What surprised me the most, however, was becoming aware that at the heart of both ceremonies is fire and water.  For the sweat lodge ceremony, a fire is built around stones which are heated re-hot, the stones are brought into the lodge with a pitchfork, water is poured into in a bucket then on the hot stones to make steam.  Water is also communally drunk in between rounds.  The one who leads the sweat lodge ceremony is called the “water pourer”.  In most native traditions, water is referred to as the “blood of Mother Earth.”   In tea ceremonies, water represents yin and fire in the hearth yang. The water is held in a jar called the mizusashi. This stoneware jar contains fresh water symbolizing purity, and is touched only by the host.

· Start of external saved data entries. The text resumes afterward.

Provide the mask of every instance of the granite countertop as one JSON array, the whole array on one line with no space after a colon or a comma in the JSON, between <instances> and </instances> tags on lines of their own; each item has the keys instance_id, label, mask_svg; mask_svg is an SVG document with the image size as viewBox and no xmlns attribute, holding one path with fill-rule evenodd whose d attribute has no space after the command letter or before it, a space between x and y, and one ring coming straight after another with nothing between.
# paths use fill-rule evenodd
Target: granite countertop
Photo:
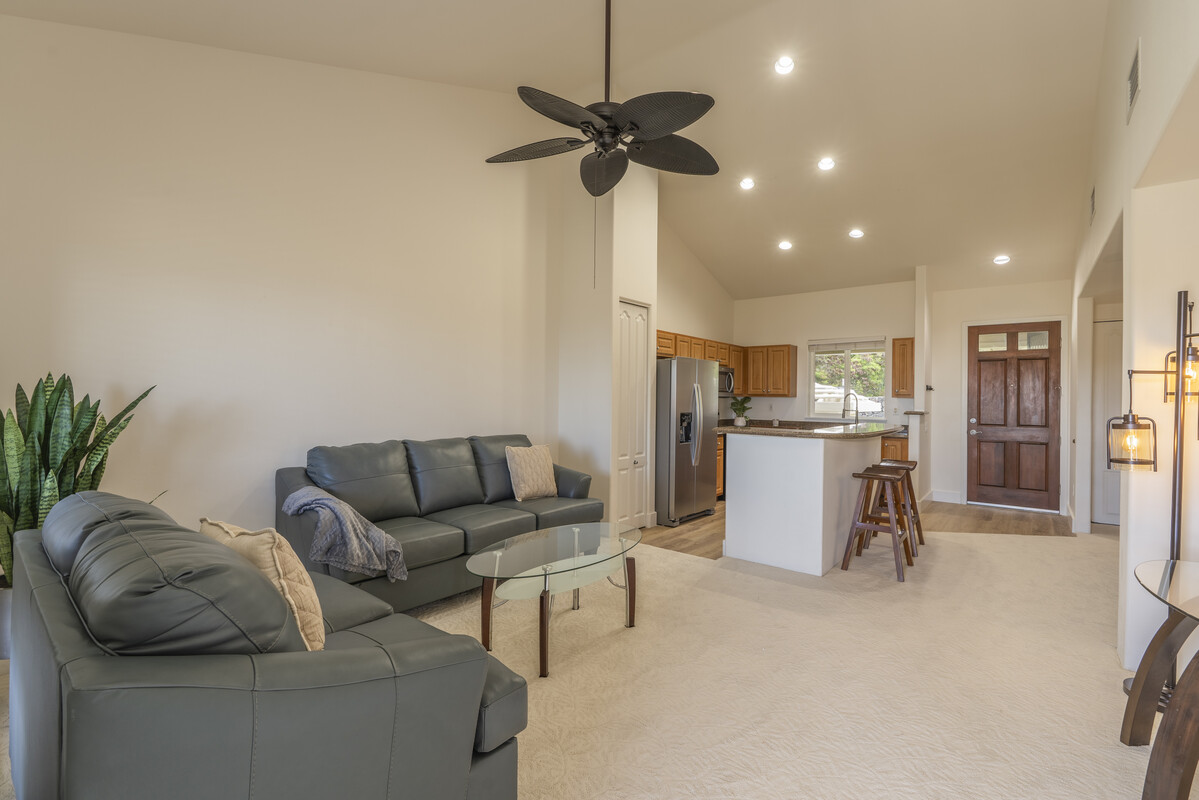
<instances>
[{"instance_id":1,"label":"granite countertop","mask_svg":"<svg viewBox=\"0 0 1199 800\"><path fill-rule=\"evenodd\" d=\"M856 425L833 424L815 428L799 428L782 423L777 428L773 425L747 425L744 428L738 428L735 425L718 425L716 427L717 434L739 433L748 436L784 436L792 439L869 439L902 430L902 425L891 425L886 422L859 422Z\"/></svg>"}]
</instances>

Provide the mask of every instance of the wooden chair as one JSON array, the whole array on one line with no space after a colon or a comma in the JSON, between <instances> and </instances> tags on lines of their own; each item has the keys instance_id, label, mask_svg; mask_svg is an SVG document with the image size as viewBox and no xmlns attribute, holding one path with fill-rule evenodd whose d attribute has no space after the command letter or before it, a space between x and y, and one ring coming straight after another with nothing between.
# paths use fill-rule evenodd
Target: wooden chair
<instances>
[{"instance_id":1,"label":"wooden chair","mask_svg":"<svg viewBox=\"0 0 1199 800\"><path fill-rule=\"evenodd\" d=\"M903 565L913 566L912 537L909 526L904 524L904 512L899 498L903 495L903 478L906 473L902 469L874 466L853 476L862 481L858 490L858 501L854 507L853 525L849 530L849 541L845 543L845 557L841 559L841 569L849 569L849 560L853 555L862 555L870 537L877 533L891 534L891 547L895 553L895 577L903 581ZM873 500L875 492L883 497L886 506L884 513L875 514ZM902 547L903 555L900 556Z\"/></svg>"},{"instance_id":2,"label":"wooden chair","mask_svg":"<svg viewBox=\"0 0 1199 800\"><path fill-rule=\"evenodd\" d=\"M916 489L912 486L912 470L916 469L915 461L904 461L898 458L884 458L878 463L880 467L903 470L903 488L906 495L908 516L916 528L916 541L924 544L924 526L920 524L920 508L916 503Z\"/></svg>"}]
</instances>

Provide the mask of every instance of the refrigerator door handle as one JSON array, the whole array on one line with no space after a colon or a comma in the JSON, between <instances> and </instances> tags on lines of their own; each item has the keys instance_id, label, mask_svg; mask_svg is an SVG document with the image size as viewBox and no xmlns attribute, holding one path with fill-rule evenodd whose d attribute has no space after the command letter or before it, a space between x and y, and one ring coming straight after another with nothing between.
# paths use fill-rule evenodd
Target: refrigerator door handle
<instances>
[{"instance_id":1,"label":"refrigerator door handle","mask_svg":"<svg viewBox=\"0 0 1199 800\"><path fill-rule=\"evenodd\" d=\"M698 383L691 385L691 466L699 466L699 454L703 450L704 395Z\"/></svg>"}]
</instances>

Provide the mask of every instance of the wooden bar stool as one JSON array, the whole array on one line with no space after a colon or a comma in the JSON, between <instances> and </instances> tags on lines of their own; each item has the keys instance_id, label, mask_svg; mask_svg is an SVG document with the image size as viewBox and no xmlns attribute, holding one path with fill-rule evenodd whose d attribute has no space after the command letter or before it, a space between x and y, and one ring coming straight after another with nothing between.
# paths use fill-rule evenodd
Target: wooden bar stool
<instances>
[{"instance_id":1,"label":"wooden bar stool","mask_svg":"<svg viewBox=\"0 0 1199 800\"><path fill-rule=\"evenodd\" d=\"M883 463L875 464L872 469L890 469L903 472L903 467L895 467ZM903 476L906 478L908 473L903 472ZM867 498L867 507L870 509L868 521L885 523L887 521L887 497L886 493L883 491L882 483L878 481L875 483L876 487L874 489L873 499ZM908 482L901 480L899 482L898 490L895 493L895 510L899 513L899 519L897 522L899 523L900 527L908 532L908 542L912 547L912 557L919 558L920 548L917 545L917 542L920 544L923 544L924 542L918 533L913 533L913 531L916 531L916 524L915 519L912 516L912 500L913 495L908 488ZM878 536L878 532L872 533L865 539L864 546L866 548L870 547L870 540L875 536Z\"/></svg>"},{"instance_id":2,"label":"wooden bar stool","mask_svg":"<svg viewBox=\"0 0 1199 800\"><path fill-rule=\"evenodd\" d=\"M849 529L849 541L845 543L841 569L849 569L849 559L853 557L855 549L857 555L862 555L862 549L876 532L890 533L891 547L895 552L895 577L903 581L904 561L909 567L913 565L912 539L900 516L903 512L898 501L903 492L904 474L901 469L889 467L868 467L853 474L861 479L862 485L858 490L858 502L854 508L853 525ZM875 515L871 508L876 490L886 499L885 516Z\"/></svg>"},{"instance_id":3,"label":"wooden bar stool","mask_svg":"<svg viewBox=\"0 0 1199 800\"><path fill-rule=\"evenodd\" d=\"M912 518L912 523L916 528L916 541L924 544L924 526L920 524L920 508L916 503L916 489L912 486L912 470L916 469L916 462L884 458L878 465L903 470L903 488L904 494L907 495L908 516Z\"/></svg>"}]
</instances>

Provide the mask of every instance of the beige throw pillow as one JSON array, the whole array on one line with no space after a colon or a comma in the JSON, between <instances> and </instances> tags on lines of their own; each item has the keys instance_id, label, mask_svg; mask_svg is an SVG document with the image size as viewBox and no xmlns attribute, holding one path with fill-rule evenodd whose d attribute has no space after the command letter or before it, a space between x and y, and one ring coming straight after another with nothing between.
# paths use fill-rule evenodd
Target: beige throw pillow
<instances>
[{"instance_id":1,"label":"beige throw pillow","mask_svg":"<svg viewBox=\"0 0 1199 800\"><path fill-rule=\"evenodd\" d=\"M287 601L308 649L325 649L325 619L316 588L303 562L278 531L274 528L248 531L203 517L200 533L232 548L257 567Z\"/></svg>"},{"instance_id":2,"label":"beige throw pillow","mask_svg":"<svg viewBox=\"0 0 1199 800\"><path fill-rule=\"evenodd\" d=\"M504 454L508 456L508 472L512 475L512 491L517 500L554 497L558 494L549 445L505 447Z\"/></svg>"}]
</instances>

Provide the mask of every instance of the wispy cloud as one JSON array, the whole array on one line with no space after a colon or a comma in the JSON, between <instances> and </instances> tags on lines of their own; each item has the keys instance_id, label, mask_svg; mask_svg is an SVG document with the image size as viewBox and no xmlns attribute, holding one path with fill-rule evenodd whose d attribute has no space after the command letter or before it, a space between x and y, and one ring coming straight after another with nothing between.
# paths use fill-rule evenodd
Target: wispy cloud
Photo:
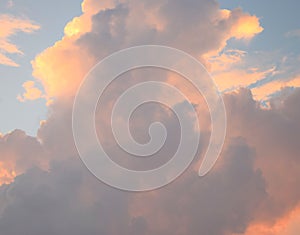
<instances>
[{"instance_id":1,"label":"wispy cloud","mask_svg":"<svg viewBox=\"0 0 300 235\"><path fill-rule=\"evenodd\" d=\"M300 37L300 29L289 31L285 34L286 37Z\"/></svg>"},{"instance_id":2,"label":"wispy cloud","mask_svg":"<svg viewBox=\"0 0 300 235\"><path fill-rule=\"evenodd\" d=\"M6 4L7 8L12 8L12 7L14 7L14 5L15 5L15 3L13 0L8 0L8 2Z\"/></svg>"},{"instance_id":3,"label":"wispy cloud","mask_svg":"<svg viewBox=\"0 0 300 235\"><path fill-rule=\"evenodd\" d=\"M0 15L0 25L0 64L17 67L19 65L8 55L23 55L23 52L18 45L11 41L11 37L20 32L32 33L38 30L40 26L29 19L6 14Z\"/></svg>"}]
</instances>

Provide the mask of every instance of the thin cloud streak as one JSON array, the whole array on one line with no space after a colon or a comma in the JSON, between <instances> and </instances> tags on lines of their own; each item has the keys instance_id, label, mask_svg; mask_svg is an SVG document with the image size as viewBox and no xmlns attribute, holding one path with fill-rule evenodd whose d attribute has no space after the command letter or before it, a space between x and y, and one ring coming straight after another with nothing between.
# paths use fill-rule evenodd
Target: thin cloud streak
<instances>
[{"instance_id":1,"label":"thin cloud streak","mask_svg":"<svg viewBox=\"0 0 300 235\"><path fill-rule=\"evenodd\" d=\"M11 37L19 33L33 33L40 26L29 19L12 15L0 15L0 64L18 67L19 65L8 56L11 54L23 55L20 48L11 42Z\"/></svg>"}]
</instances>

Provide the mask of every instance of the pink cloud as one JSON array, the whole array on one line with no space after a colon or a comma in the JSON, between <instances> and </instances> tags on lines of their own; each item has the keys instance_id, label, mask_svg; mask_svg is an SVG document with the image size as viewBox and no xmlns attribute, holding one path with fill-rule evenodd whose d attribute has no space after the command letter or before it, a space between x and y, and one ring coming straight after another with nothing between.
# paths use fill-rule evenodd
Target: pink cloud
<instances>
[{"instance_id":1,"label":"pink cloud","mask_svg":"<svg viewBox=\"0 0 300 235\"><path fill-rule=\"evenodd\" d=\"M7 54L22 55L23 52L10 41L10 37L20 32L32 33L38 30L40 26L26 18L17 18L12 15L0 15L0 24L0 63L17 67L18 64L11 60Z\"/></svg>"},{"instance_id":2,"label":"pink cloud","mask_svg":"<svg viewBox=\"0 0 300 235\"><path fill-rule=\"evenodd\" d=\"M141 165L138 160L127 160L128 156L112 143L107 115L113 101L140 77L149 80L160 76L189 93L201 114L204 127L200 130L198 158L178 181L157 191L133 194L98 182L79 160L72 135L72 107L79 84L99 59L125 47L157 43L178 47L202 60L217 53L213 61L208 61L211 68L215 72L230 70L231 64L241 63L245 53L219 55L227 41L249 40L263 29L256 16L241 9L221 10L210 0L85 1L82 7L83 15L67 25L65 36L32 62L33 75L42 83L47 97L55 98L38 136L14 131L0 138L2 183L14 180L0 187L3 233L247 234L257 224L272 227L297 209L299 90L280 97L279 104L269 109L262 108L249 90L225 94L228 135L224 151L213 171L199 178L196 165L211 131L203 99L183 86L178 76L150 70L128 73L121 83L112 85L105 96L108 102L95 114L98 137L104 139L114 160L131 167ZM247 86L272 71L233 70L219 82L224 88ZM23 98L40 97L33 85L25 84ZM181 102L174 100L174 105ZM167 160L178 141L176 119L167 111L148 107L136 114L132 127L136 137L147 140L144 130L149 123L158 120L167 124L171 134L168 146L158 154L159 161ZM192 117L186 116L192 123ZM146 167L157 163L146 161Z\"/></svg>"}]
</instances>

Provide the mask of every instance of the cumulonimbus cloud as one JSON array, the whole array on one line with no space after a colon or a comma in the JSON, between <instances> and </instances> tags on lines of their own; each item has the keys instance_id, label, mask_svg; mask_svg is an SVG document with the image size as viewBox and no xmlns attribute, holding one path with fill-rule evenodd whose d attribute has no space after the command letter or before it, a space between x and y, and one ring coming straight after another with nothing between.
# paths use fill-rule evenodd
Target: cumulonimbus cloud
<instances>
[{"instance_id":1,"label":"cumulonimbus cloud","mask_svg":"<svg viewBox=\"0 0 300 235\"><path fill-rule=\"evenodd\" d=\"M224 95L228 138L217 165L203 179L195 169L208 143L210 120L203 100L190 94L201 112L201 123L206 125L200 130L198 161L176 182L148 193L118 191L97 181L79 161L71 125L80 82L110 53L151 43L174 46L205 60L207 53L224 49L228 39L249 40L261 30L256 16L241 9L224 11L210 0L84 1L83 15L67 25L65 37L32 62L33 74L47 97L55 97L38 136L29 137L21 131L1 136L2 183L7 183L0 187L1 232L228 235L251 234L255 226L271 230L300 203L299 90L272 100L269 109L261 107L247 89ZM124 75L123 82L113 84L105 98L115 99L139 77L160 76L181 86L179 78L164 72L132 72ZM186 87L183 90L191 93ZM106 105L108 110L111 103ZM165 116L160 108L151 107L143 115L137 113L133 130L138 137L147 139L143 130L153 120L174 129L176 120L168 110L162 110ZM130 165L111 143L109 122L105 115L96 113L99 139L114 153L114 160ZM174 131L162 161L174 151L175 137ZM149 161L148 167L151 164Z\"/></svg>"}]
</instances>

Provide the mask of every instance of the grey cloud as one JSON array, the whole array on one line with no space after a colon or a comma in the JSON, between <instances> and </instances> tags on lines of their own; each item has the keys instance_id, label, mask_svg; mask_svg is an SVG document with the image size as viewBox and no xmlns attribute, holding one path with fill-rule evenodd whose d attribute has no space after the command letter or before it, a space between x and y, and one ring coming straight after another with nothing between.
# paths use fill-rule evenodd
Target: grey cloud
<instances>
[{"instance_id":1,"label":"grey cloud","mask_svg":"<svg viewBox=\"0 0 300 235\"><path fill-rule=\"evenodd\" d=\"M43 146L35 137L27 136L21 130L0 136L0 163L16 174L24 173L33 166L47 166Z\"/></svg>"},{"instance_id":2,"label":"grey cloud","mask_svg":"<svg viewBox=\"0 0 300 235\"><path fill-rule=\"evenodd\" d=\"M99 183L74 159L53 164L49 172L32 169L0 189L0 199L9 198L0 219L1 232L129 235L243 231L252 220L254 205L266 196L264 181L253 169L252 150L242 141L233 141L223 158L224 165L204 179L186 174L164 189L141 194Z\"/></svg>"},{"instance_id":3,"label":"grey cloud","mask_svg":"<svg viewBox=\"0 0 300 235\"><path fill-rule=\"evenodd\" d=\"M142 18L145 9L161 19L166 30L159 31L146 22ZM92 32L77 44L99 59L145 43L175 46L201 56L218 49L231 24L243 14L237 9L229 20L223 20L218 9L215 1L208 0L130 1L96 14ZM139 27L134 27L132 22L137 20ZM130 78L128 84L134 83L134 76ZM149 78L151 72L144 77ZM59 97L49 108L49 118L37 139L16 131L0 140L2 160L9 161L6 152L14 152L16 165L24 172L15 182L0 187L1 234L227 235L243 233L258 220L274 221L299 203L300 92L269 110L262 109L248 90L226 95L225 101L228 139L213 171L199 178L192 170L198 164L195 161L167 187L133 194L104 185L84 167L71 130L73 97ZM151 108L138 116L145 118L138 131L146 130L143 126L153 120L150 111L160 110ZM105 124L101 115L97 118ZM162 119L172 129L174 119ZM110 138L103 133L104 139ZM143 133L137 134L143 139ZM199 155L205 150L208 134L202 135ZM28 170L38 165L39 159L50 164L49 170Z\"/></svg>"},{"instance_id":4,"label":"grey cloud","mask_svg":"<svg viewBox=\"0 0 300 235\"><path fill-rule=\"evenodd\" d=\"M235 9L223 19L219 4L209 0L124 1L94 15L92 32L83 35L77 44L97 59L144 44L172 46L199 57L224 46L231 27L243 15L241 9ZM157 29L150 16L163 29Z\"/></svg>"},{"instance_id":5,"label":"grey cloud","mask_svg":"<svg viewBox=\"0 0 300 235\"><path fill-rule=\"evenodd\" d=\"M292 141L285 152L287 141L281 139L287 138L289 125L298 133L299 99L297 91L280 107L266 110L248 90L225 96L228 140L213 171L199 178L193 165L177 181L149 193L112 189L96 180L78 156L60 159L61 149L53 148L54 142L47 149L44 143L53 155L50 170L32 169L0 188L1 232L226 235L243 233L255 221L275 221L299 203L299 147ZM53 115L48 125L67 125L65 115ZM61 142L68 128L57 129ZM43 127L40 138L50 135L48 130Z\"/></svg>"}]
</instances>

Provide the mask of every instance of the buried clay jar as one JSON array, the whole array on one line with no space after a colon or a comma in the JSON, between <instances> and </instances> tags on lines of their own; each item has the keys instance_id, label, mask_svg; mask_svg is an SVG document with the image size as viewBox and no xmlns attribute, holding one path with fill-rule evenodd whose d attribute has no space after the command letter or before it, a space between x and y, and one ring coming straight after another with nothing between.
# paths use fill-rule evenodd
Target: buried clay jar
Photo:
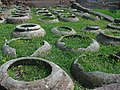
<instances>
[{"instance_id":1,"label":"buried clay jar","mask_svg":"<svg viewBox=\"0 0 120 90\"><path fill-rule=\"evenodd\" d=\"M44 37L45 34L46 31L40 25L32 23L20 24L13 31L14 37Z\"/></svg>"},{"instance_id":2,"label":"buried clay jar","mask_svg":"<svg viewBox=\"0 0 120 90\"><path fill-rule=\"evenodd\" d=\"M98 61L96 61L96 57ZM113 70L111 67L116 68ZM108 69L110 69L110 73L105 73ZM116 72L119 72L119 66L112 66L110 62L108 64L108 58L106 56L95 53L80 55L79 58L73 62L71 72L74 79L77 80L80 85L90 89L120 83L120 74L116 74ZM111 72L113 72L113 74Z\"/></svg>"},{"instance_id":3,"label":"buried clay jar","mask_svg":"<svg viewBox=\"0 0 120 90\"><path fill-rule=\"evenodd\" d=\"M13 66L42 64L50 72L41 80L18 81L8 75L8 70ZM68 74L51 61L35 58L23 57L10 60L0 68L0 85L6 90L73 90L74 85Z\"/></svg>"}]
</instances>

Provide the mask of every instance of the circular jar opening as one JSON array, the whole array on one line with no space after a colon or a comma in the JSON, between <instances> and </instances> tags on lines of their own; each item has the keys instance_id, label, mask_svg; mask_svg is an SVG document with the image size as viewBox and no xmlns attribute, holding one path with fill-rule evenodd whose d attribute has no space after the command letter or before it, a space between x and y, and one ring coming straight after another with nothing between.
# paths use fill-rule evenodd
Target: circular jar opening
<instances>
[{"instance_id":1,"label":"circular jar opening","mask_svg":"<svg viewBox=\"0 0 120 90\"><path fill-rule=\"evenodd\" d=\"M105 31L105 34L120 37L120 31L118 30L108 30L108 31Z\"/></svg>"},{"instance_id":2,"label":"circular jar opening","mask_svg":"<svg viewBox=\"0 0 120 90\"><path fill-rule=\"evenodd\" d=\"M49 12L48 12L48 11L38 11L37 13L38 13L38 14L42 14L42 13L43 13L43 14L44 14L44 13L46 14L46 13L49 13Z\"/></svg>"},{"instance_id":3,"label":"circular jar opening","mask_svg":"<svg viewBox=\"0 0 120 90\"><path fill-rule=\"evenodd\" d=\"M99 30L99 26L97 25L87 26L86 30Z\"/></svg>"},{"instance_id":4,"label":"circular jar opening","mask_svg":"<svg viewBox=\"0 0 120 90\"><path fill-rule=\"evenodd\" d=\"M45 14L44 16L53 16L52 14L50 14L50 13L47 13L47 14Z\"/></svg>"},{"instance_id":5,"label":"circular jar opening","mask_svg":"<svg viewBox=\"0 0 120 90\"><path fill-rule=\"evenodd\" d=\"M22 25L21 27L28 28L28 27L35 27L36 25L28 24L28 25Z\"/></svg>"},{"instance_id":6,"label":"circular jar opening","mask_svg":"<svg viewBox=\"0 0 120 90\"><path fill-rule=\"evenodd\" d=\"M40 29L39 25L30 23L30 24L22 24L16 26L15 31L24 32L24 31L35 31L39 29Z\"/></svg>"},{"instance_id":7,"label":"circular jar opening","mask_svg":"<svg viewBox=\"0 0 120 90\"><path fill-rule=\"evenodd\" d=\"M56 19L55 17L43 17L41 18L42 20L53 20Z\"/></svg>"},{"instance_id":8,"label":"circular jar opening","mask_svg":"<svg viewBox=\"0 0 120 90\"><path fill-rule=\"evenodd\" d=\"M63 31L63 32L67 32L67 31L71 31L72 29L66 26L62 26L62 27L58 27L59 31Z\"/></svg>"},{"instance_id":9,"label":"circular jar opening","mask_svg":"<svg viewBox=\"0 0 120 90\"><path fill-rule=\"evenodd\" d=\"M73 15L70 15L70 16L68 16L69 18L76 18L76 16L73 16Z\"/></svg>"},{"instance_id":10,"label":"circular jar opening","mask_svg":"<svg viewBox=\"0 0 120 90\"><path fill-rule=\"evenodd\" d=\"M62 39L62 42L65 42L65 46L68 48L87 48L92 40L89 37L84 37L80 35L71 35L66 36Z\"/></svg>"},{"instance_id":11,"label":"circular jar opening","mask_svg":"<svg viewBox=\"0 0 120 90\"><path fill-rule=\"evenodd\" d=\"M12 17L24 17L25 15L13 15Z\"/></svg>"},{"instance_id":12,"label":"circular jar opening","mask_svg":"<svg viewBox=\"0 0 120 90\"><path fill-rule=\"evenodd\" d=\"M34 81L49 76L52 67L39 59L21 59L14 62L7 70L10 77L19 81Z\"/></svg>"},{"instance_id":13,"label":"circular jar opening","mask_svg":"<svg viewBox=\"0 0 120 90\"><path fill-rule=\"evenodd\" d=\"M114 62L112 58L103 53L85 52L85 56L79 58L78 61L84 67L85 72L106 72L106 73L120 73L120 65Z\"/></svg>"}]
</instances>

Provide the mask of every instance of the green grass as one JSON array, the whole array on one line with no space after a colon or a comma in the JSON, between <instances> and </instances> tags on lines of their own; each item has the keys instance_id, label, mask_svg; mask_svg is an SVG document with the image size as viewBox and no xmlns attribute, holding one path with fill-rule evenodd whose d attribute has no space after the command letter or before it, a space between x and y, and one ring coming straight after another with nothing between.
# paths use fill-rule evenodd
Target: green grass
<instances>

The only object on the floor of the tearoom is the pot of boiling water.  Much attention is paid to the type of pots and cups that contain the water.  The Japanese name of the ceremony itself  “chonoyu” translates as “hot water for tea”.

 

The sweat lodge ceremony and the principles behind it are often referred to as a “way of life” rather than a religion.  The sweat lodge is a place for physical and spiritual healing, a practice that is done often to restore balance, health, and harmony.  Tea drinking and its service are a way of life for many. In fact, rather than referring to it as a “tea ceremony”, many practitioners call it “The Way of Tea” referring to a way of life that involves certain principles and practices.  The Japanese tea ceremony teaches us more than how to brew a pot of tea, but “also how to have the sound mind, body and spirit to truly enjoy it and everything around us.”

 

After attending just that one tea ceremony, I visited World Market and purchased a teapot and loose tea.  I’ll probably never be a tea server, or learn all the elements of that ceremony.  Both the sweat lodge and the tea ceremony take years to learn, and are passed down from elder practitioners.  But how I look at a cup of tea, and my intention in preparing and drinking it have been permanently changed.

Comments
Carolyn Winkler commented on 05-Nov-2011 06:21 AM
I am both a student of The Way of Tea and have been participating in the Medicine Wheel for 5 years. Both have been very influential in my life on deep levels. Both have helped me to stop, notice and appreciate the beauty of being alive. I am grateful
for the wisdom of these ancient practices and what they teach me and bring to my life. First rule of tea, make a good cup of tea. Last rule of tea, prepare for rain. Good advice for living. The Medicine Wheel shows me how to honor the earth and the flow of
changes that turn the wheel. It helps me open my heart and share with 8 other women the beauty of being here and honoring it all. I am blessed to have both in my life.